Prof. Gannot research interests include multi-microphone speech processing and specifically distributed algorithms for ad hoc microphone arrays for noise reduction and speaker separation; dereverberation; single microphone speech enhancement and speaker localization and tracking.
Latent variable models for the inference of ancestry and natural selection in Humans
Estimating genetic ancestry and understanding the action of natural selection in genomes are major objectives of evolutionary biology and have important implications for human health. Latent variable models have a very long tradition in this scientific area, and they have become one of the most prominent techniques in analyzing massive genomic data sets. This talk will survey the history of application of latent variable models in population genetics, emphasizing the connection between statistical factors and the biological notion of genetic ancestry. It will provide key insights on recent developments in the field, and their relationships to parallel developments in other fields such as text or image analysis. My presentation will provide several examples of latent variable modeling in population genetics with applications to detecting fine-scale population structure and targets of natural selection in Humans.
José Bioucas Dias
Blind Hyperspectral Unmixing
Hyperspectral cameras (HSCs) acquire spectral vectors with hundreds or thousands of components from each pixel in a surface or scene.
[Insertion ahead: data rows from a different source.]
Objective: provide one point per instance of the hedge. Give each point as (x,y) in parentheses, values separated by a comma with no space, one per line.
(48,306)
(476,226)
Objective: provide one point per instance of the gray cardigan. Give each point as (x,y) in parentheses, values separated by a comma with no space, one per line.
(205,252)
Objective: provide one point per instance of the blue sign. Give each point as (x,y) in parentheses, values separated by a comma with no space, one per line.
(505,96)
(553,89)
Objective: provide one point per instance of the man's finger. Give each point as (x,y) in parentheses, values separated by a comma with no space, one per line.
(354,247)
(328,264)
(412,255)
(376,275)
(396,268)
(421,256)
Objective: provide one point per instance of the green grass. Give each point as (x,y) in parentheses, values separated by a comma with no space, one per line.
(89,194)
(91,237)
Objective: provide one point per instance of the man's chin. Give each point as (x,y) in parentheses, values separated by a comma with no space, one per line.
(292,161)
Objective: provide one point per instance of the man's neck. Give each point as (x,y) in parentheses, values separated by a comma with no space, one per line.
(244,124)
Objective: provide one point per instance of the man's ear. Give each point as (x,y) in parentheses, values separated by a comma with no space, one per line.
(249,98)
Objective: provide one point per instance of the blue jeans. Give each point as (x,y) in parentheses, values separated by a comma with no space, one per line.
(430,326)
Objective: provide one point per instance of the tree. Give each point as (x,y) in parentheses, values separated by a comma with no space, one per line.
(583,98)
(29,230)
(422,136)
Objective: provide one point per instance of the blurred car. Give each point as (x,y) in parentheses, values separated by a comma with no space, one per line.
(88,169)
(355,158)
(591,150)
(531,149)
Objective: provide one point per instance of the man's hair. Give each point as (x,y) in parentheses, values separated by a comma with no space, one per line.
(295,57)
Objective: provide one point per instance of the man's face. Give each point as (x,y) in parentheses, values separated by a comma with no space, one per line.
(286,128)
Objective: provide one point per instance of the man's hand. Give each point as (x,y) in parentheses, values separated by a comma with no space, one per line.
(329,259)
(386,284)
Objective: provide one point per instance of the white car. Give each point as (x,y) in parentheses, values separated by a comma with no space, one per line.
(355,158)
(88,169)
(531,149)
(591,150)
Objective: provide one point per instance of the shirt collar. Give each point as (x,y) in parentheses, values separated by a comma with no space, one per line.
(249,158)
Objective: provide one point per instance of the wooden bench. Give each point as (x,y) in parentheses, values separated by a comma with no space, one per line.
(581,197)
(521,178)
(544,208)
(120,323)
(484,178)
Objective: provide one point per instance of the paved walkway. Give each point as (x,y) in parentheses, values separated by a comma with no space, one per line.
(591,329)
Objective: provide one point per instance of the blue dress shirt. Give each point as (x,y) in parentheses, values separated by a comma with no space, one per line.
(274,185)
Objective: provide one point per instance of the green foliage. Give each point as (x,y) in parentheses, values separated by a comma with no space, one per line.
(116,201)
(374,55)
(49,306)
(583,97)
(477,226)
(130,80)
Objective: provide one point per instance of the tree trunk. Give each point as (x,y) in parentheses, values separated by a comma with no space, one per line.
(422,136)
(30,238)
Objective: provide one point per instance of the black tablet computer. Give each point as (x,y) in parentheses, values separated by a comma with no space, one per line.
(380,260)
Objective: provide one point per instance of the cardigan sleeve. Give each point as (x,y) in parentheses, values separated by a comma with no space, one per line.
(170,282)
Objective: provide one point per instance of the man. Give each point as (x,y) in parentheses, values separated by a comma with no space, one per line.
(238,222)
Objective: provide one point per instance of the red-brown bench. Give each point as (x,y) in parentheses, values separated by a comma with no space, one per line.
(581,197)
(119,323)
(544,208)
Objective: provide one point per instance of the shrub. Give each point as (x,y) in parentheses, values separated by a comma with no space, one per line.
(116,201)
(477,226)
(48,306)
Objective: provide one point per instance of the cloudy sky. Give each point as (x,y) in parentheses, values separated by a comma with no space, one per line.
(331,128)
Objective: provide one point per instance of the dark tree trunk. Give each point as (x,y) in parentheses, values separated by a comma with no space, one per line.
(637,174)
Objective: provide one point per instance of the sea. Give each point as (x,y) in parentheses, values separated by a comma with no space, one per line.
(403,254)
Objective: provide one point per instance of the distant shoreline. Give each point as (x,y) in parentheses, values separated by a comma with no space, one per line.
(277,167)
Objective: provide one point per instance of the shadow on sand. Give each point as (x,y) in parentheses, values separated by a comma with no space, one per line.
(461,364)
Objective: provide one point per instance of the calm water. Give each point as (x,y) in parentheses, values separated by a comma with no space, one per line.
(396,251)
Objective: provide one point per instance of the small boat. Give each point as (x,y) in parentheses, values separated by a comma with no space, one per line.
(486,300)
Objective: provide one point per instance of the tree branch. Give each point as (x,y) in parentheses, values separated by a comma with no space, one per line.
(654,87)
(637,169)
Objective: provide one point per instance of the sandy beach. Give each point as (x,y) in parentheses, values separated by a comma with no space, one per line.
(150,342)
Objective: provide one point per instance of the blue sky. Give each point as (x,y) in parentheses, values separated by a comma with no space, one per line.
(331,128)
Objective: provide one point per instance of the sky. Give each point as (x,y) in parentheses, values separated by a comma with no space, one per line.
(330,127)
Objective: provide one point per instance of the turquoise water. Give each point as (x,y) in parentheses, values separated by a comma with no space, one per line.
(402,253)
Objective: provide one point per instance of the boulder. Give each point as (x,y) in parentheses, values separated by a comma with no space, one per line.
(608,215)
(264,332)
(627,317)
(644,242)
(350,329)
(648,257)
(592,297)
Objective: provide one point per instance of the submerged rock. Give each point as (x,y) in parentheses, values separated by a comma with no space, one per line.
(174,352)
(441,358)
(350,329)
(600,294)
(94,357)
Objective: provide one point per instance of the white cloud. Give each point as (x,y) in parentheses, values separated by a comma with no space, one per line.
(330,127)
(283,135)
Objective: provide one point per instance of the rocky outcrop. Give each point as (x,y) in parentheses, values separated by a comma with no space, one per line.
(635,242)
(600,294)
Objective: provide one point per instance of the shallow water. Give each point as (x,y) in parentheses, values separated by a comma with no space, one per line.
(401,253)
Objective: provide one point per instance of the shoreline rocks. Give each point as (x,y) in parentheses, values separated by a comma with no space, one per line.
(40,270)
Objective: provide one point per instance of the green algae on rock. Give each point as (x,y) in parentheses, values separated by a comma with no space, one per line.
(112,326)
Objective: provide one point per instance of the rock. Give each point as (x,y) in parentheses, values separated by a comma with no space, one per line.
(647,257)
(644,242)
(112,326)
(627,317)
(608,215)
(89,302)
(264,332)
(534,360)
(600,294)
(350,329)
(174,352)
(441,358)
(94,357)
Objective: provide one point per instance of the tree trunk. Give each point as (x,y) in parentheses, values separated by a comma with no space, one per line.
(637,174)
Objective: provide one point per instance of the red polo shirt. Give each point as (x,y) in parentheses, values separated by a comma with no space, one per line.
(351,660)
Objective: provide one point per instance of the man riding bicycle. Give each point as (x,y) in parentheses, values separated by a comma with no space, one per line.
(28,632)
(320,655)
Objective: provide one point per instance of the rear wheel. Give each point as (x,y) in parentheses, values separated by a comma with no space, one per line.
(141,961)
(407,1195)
The wide spectral coverage and high spectral resolution of these instruments enable fine material identification via spectroscopic analysis, which facilitates countless applications that require identifying materials in scenarios unsuitable for classical spectroscopic analysis.
However, due to the usual low spatial resolution of HSCs, microscopic material mixing, and multiple scattering, the spectra measured by HSCs are mixtures of spectra of the materials present in the scene (termed endmembers) under analysis. Hyperspectral unmixing (HU) is a blind source separation problem, which aims at estimating the number of endmembers, their spectral signatures, and the material abundances at each pixel. HU is a challenging ill-posed inverse problem owing to model inaccuracies, highly correlated spectral signatures, mixing nonlinearities, observation noise, atmospheric perturbations, and endmember variability.
In this talk I will review the blind HU inverse problem, which is formally similar to blind source separation problems that appear in, namely, chemometrics, topic modeling, and audio. I will address key developments, which include pure pixel search, convex geometry, dictionary-based sparse regression, and nonnegative matrix factorization. Mathematical problems and potential solutions are described from a viewpoint of signal processing theory and methods. Algorithm characteristics are illustrated.
José Bioucas-Dias received the EE, MSc, PhD, and Habilitation degrees from Instituto Superior Técnico (IST), Portugal, in 1985, 1991, 1995, and 2007, respectively, all in electrical and computer engineering. Since 1995, he has been with the Department of Electrical and Computer Engineering, IST, where he is an Associate Professor. He is also a Senior Researcher with the Pattern and Image Analysis group of the Instituto de Telecomunicações, which is a private non-profit research institution.
Jose Bioucas-Dias has introduced scientific contributions in inverse problems, signal and image processing, pattern recognition, optimization, and remote sensing. He has been involved in several IEEE editorial activities and has been a member of program/technical committees of several international conferences. He is an IEEE Fellow and was included in Thomson Reuters' Highly Cited Researchers 2015 list.